Et la haute direction de JPMorgan n’est pas la seule à constater des gains. Le cabinet de conseil en rémunération des services financiers Johnson Associates a qualifié 2025 d’année étonnamment positive pour les sociétés financières, malgré les inquiétudes initiales concernant les tarifs et l’instabilité géopolitique qui auraient pu affecter la rémunération. Le rapport de novembre 2025 de Johnson Associates, « Unexpected Rebound in 2025 in a Changing Industry », révèle que la rémunération dans tous les secteurs financiers a dépassé les attentes, avec des augmentations de 5 % à 25 %, selon la fonction et le secteur d’activité.

Le fondateur Alan Johnson a déclaré à Fortune que 2025 était une année au cours de laquelle les banques traditionnelles « sont revenues en force, absolument » malgré les premiers signes avant-coureurs et les incertitudes. Comme le dit Johnson, l’année 2024 ne s’est pas terminée aussi bien qu’elle aurait pu l’être et les gens avaient bon espoir pour 2025. La réduction des droits de douane, qui s’est avérée moins grave que prévu, même si beaucoup ont reculé, et la seconde moitié de l’année a été marquée par davantage de fusions et d’acquisitions, d’activités commerciales et de nouveaux sommets sur le marché boursier.

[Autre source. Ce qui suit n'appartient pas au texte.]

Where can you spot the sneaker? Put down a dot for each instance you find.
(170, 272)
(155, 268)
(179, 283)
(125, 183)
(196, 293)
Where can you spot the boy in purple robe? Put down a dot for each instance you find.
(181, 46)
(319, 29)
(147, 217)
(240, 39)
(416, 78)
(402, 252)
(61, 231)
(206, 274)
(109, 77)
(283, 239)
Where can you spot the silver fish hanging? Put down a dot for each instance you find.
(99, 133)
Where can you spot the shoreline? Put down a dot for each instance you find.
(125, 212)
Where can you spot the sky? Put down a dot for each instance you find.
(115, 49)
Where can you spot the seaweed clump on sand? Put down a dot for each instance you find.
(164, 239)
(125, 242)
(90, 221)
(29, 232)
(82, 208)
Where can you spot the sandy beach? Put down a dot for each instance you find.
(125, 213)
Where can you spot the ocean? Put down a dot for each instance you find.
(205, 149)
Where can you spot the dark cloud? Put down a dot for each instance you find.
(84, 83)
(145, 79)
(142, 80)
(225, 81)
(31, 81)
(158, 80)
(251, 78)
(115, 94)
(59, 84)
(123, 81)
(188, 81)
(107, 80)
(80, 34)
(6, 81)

“La seconde moitié de l’année a été un sprint vers la ligne d’arrivée, et les premiers jours de cette année s’annoncent toujours très bien”, a déclaré Johnson.

Il a toutefois averti qu’il restait encore des défis à relever. Les effectifs dans les services financiers ont augmenté de 77 % depuis la crise financière et pourraient diminuer de 10 à 20 % au cours des trois à cinq prochaines années, à mesure que l’IA transforme les opérations commerciales. Johnson a déclaré que la plupart des PDG n’aiment pas en parler directement, mais qu’il y aura moins d’emplois. Leurs clients réduisent déjà leurs efforts de recrutement pour obtenir moins d’embauches de débutants. La manière dont cela remodèlera les parcours de carrière traditionnels reste à déterminer, a-t-il déclaré.

“Ces entreprises ont une hiérarchie qui remonte à des décennies et qui est assez bien établie et comprise et cela la renverse”, a déclaré Johnson. “Si vous embauchez moins de personnes en bas, comment développer des personnes pour le milieu ou le haut ? Il n’y aura pas autant de candidats et ils n’auront pas la même expérience professionnelle.”

“Je ne pense pas que quiconque l’ait remarqué.”